The mid-size financial institution works to emerge from receivership after questionable loans discovered and top executives dismissed.
Chase Bank Ltd. in Kenya is reopening its branch offices and resuming online and mobile banking services this week as the troubled financial institution seeks to emerge from receivership with new management and a new majority owner.
The bank was abruptly closed by Kenyan regulators in early April after its chairman and managing director resigned because an audit revealed that the bank had loaned $80 million to its own directors and had allowed its bad debts to rise to $100 million.
Kenya Commercial Bank Group Ltd., Kenya’s largest bank and a Chase rival, agreed to acquire a majority stake in Chase Bank on April 19 and began reopening its branch offices and restoring online services.
Chase is the country’s 11th largest bank with assets of $1.4 billion. Chase has more than 40 branches and 100,000 customers. It is a mid-sized bank and has a mix of low and middle-income customers. Chase also operates Islamic banking services for wealthy business customers who trade with companies in the Middle East.
Chase, the third Kenyan bank to falter in less than a year, had reported a profit of $23 million in 2014 but recorded a loss of $7 million last year.
Social media rumors cause panic
The bank was closed on April 7 after hundreds of panicked customers made a run on the bank based on rumors of problems on social media, according to the Central Bank of Kenya, which took control of the bank after financial discrepancies emerged.
The trouble began after Chase released two conflicting financial statements. An audit uncovered hidden loans to bank directors. Chase dismissed the two bank executives and police have ordered their arrest.
The Central Bank of Kenya said in a statement that Chase “experienced liquidity difficulties” and was not able to meet its financial obligations after panicked customers began making large withdrawals.
Two other banks fail
Chase is the third Kenyan bank to be placed in receivership because of liquidity problems and questions of mismanagement within the past year as regulators have stepped up scrutiny of the country’s financial institutions.
Dubai Bank, a small institution, was taken over by regulators in August and Imperial Bank, a midsize financial institution, collapsed in October. Police in March also ordered the arrest of the chief executive officer and five other executives at a fourth bank, National Bank of Kenya, where an audit was scheduled.
Central Bank governor Patrick Ngugi Njoroge has tightened regulatory control on the nation’s banking industry since he took office in July. Earlier this year, Njoroge ordered a moratorium on new bank licenses until an investigation into the health of the country’s banks is complete.
Too many banks for population size
Bank consolidations are likely going forward as Kenya has an oversupply of financial institutions.

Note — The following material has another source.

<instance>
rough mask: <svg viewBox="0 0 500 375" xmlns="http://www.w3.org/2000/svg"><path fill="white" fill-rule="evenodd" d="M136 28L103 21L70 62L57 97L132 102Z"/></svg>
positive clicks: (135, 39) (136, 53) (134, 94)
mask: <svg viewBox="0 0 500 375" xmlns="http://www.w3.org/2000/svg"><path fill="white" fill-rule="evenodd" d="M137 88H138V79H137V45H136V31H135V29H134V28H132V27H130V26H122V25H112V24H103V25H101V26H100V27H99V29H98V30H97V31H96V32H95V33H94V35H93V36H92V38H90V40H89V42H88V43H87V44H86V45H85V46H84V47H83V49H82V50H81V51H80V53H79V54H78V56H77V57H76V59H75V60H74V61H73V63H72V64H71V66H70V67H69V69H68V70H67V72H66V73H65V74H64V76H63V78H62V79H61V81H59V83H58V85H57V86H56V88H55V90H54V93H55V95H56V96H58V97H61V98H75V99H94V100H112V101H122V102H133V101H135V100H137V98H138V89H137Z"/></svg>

Kenya, with a population of 40 million and a $61 billion economy, has more than 40 banks. By comparison, Nigeria, with more than four times the population and an economy nine times as big, has 22 banks.
This large number of financial institutions creates a competitive environment in which banks may take unwarranted risks. At the same time, Kenya has traditionally allowed banks to maintain relatively low reserves, making smaller banks vulnerable to runs.
One banker said the central bank should force banks into “arranged marriages” to winnow and stabilize the banking sector. Banks that refuse should lose their licenses, according to John Gacora, managing director of Kenya’s NIC Bank.
Public confidence at stake
Hoping to calm pubic fears, Njoroge said the central bank would offer support to any bank that suffered liquidity problems through no fault of its own.
Njoroge said he hoped the Chase re-openings also would restore public confidence in the country’s banking system, which he said was stable in spite of problems at the four banks.
Kenyan regulators said they received offers from six local banks and two foreign banks for Chase.
The central bank cited KCB’s reputation as a strong bank with long experience in Kenya in favoring the larger bank’s acquisition of Chase.
Opening Chase under the management of KCB “will improve the profile of the troubled lender by capitalizing on the sound reputation of KCB,” said Eric Munywok, an executive at Sterling Capital. “If KCB wasn’t involved, a lot of depositors might have fled.”
New owner must retain customers
Financial experts said Chase customers would be well served by KCB Group, which would gain as well.
Maurice Oduor, an investment manager at Cytonn, said the main question is whether clients will stay with the bank following the scare in early April. “Clients may go away unless KCB ups its game in client service.”
The new management has a year to demonstrate it can emerge from receivership, In the meantime, the central bank has placed a moratorium on payments to Chase creditors of Chase Bank until the new team comes up with a plan for dealing with the bank’s debts.